Zarof menyebut dirinya sebagai perantara yang menjembatani “meeting of minds” antara PT SGC dan pihak-pihak di Mahkamah Agung.
Tujuannya ialah memastikan putusan kasasi dan Peninjauan Kembali memenangkan PT SGC, sehingga perusahaan tersebut terbebas dari kewajiban membayar ganti rugi kepada Marubeni.
“Peristiwa ini bukan sekadar suap biasa. Ini adalah kejahatan korporasi yang terstruktur, dengan mens rea jelas untuk mengintervensi putusan pengadilan demi mengamankan kepentingan pemberi suap,” kata Ketua Umum DPP Akar Lampung, Indra Musta’in, Rabu (14/5/2025).
Selain mengkritik skema suap, Akar Lampung juga menyoroti instruksi Jaksa Agung Muda Pidana Khusus (Jampidsus) Febrie Adriansyah yang meminta jaksa penuntut umum menggunakan pasal gratifikasi dalam perkara tersebut.
Mereka menilai penggunaan pasal tersebut sebagai bentuk penyalahgunaan wewenang dan dugaan kuat adanya upaya sistematis untuk melindungi pihak-pihak yang terlibat.
“Kami melihat ini sebagai bagian dari obstruction of justice.
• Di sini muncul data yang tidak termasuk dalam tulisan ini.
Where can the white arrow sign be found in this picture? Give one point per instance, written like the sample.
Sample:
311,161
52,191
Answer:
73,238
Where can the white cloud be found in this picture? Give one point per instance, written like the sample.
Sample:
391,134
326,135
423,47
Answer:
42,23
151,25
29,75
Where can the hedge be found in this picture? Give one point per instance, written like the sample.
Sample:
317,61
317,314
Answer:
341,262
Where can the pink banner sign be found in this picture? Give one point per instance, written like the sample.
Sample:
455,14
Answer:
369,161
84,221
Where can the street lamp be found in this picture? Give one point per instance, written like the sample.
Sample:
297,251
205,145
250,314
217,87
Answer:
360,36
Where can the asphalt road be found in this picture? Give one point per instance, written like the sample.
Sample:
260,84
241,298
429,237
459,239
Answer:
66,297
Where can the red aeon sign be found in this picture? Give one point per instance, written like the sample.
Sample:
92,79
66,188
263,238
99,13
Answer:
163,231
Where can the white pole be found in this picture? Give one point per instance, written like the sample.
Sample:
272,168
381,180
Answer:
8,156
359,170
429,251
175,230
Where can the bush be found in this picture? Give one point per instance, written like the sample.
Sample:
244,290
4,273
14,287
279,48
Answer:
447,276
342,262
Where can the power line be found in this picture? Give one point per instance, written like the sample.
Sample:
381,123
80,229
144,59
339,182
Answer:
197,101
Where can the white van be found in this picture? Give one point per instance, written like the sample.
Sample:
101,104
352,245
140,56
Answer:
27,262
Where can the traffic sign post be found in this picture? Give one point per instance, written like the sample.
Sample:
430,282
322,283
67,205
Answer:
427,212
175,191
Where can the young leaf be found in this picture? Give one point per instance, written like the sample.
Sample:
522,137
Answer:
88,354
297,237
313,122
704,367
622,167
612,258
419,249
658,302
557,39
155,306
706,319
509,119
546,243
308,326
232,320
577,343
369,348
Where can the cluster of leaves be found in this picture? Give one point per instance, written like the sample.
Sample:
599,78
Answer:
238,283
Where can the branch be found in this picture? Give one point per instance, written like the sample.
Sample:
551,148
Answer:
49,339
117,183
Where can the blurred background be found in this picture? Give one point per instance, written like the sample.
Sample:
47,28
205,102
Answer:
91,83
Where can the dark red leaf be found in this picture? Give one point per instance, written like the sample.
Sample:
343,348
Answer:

Ada indikasi bahwa langkah ini diambil untuk mengamankan PT SGC dan oknum hakim agung yang diduga terlibat dalam transaksi kotor tersebut,” terangnya.
Tak berhenti pada perkara suap, DPP Akar Lampung juga mengungkap rencana untuk mendorong audit menyeluruh terhadap keberadaan PT SGC di Lampung.
Skandal hukum ini, tegas Indra, membuka pintu bagi pengusutan lebih dalam terhadap berbagai persoalan lama yang selama ini luput dari penindakan.
“Kami yakin, jika kasus ini dibuka secara telanjang, akan terungkap segunung persoalan lainnya. Mulai dari ketimpangan luas HGU, pencaplokan lahan warga, hingga dugaan pengemplangan pajak yang merugikan negara dan rakyat Lampung,” tegasnya.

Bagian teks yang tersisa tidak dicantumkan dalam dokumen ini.